Big boy Danny has been up and walking around a little bit more today. Dr. Ness told me last night that the type of surgery we had to do on him is very painful so I’m glad he was able to sleep for most of two days. He is planning to go back to school (our LWB Believe in Me School in Huainan) on Monday if he is feeling well enough. He enjoyed his first get well card so much that I ended up giving him about 4 more. I also gave him a pencil and a few index cards in case he wanted to draw. I give him a Superman award for being super brave.

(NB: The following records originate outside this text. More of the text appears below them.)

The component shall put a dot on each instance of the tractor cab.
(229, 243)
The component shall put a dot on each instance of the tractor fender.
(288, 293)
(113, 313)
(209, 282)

There is a beautiful lady named Zhang Ke who I think is the hospital official in charge of groups like ours. She has been a great host and is very friendly and efficient. Each day she spends so much time trying to make sure our lunch is exactly on time and exactly the way we like it. Today Zhang Ke brought her daughter and her daughter’s friend to come practice their English with us. They were both lovely girls and their English was already very good. They ate lunch with us and at the end of lunch the friend stood up and delivered this beautiful speech about how she thanks us for taking care of the Chinese children and how she will do her best to be successful so that she can someday do charity work herself. It was a very special moment.
Le was baby number 4. He had a bit of trouble with the “going to sleep” part of surgery, but after all was said and done his repair is great and he was sleeping peacefully when we left for tonight.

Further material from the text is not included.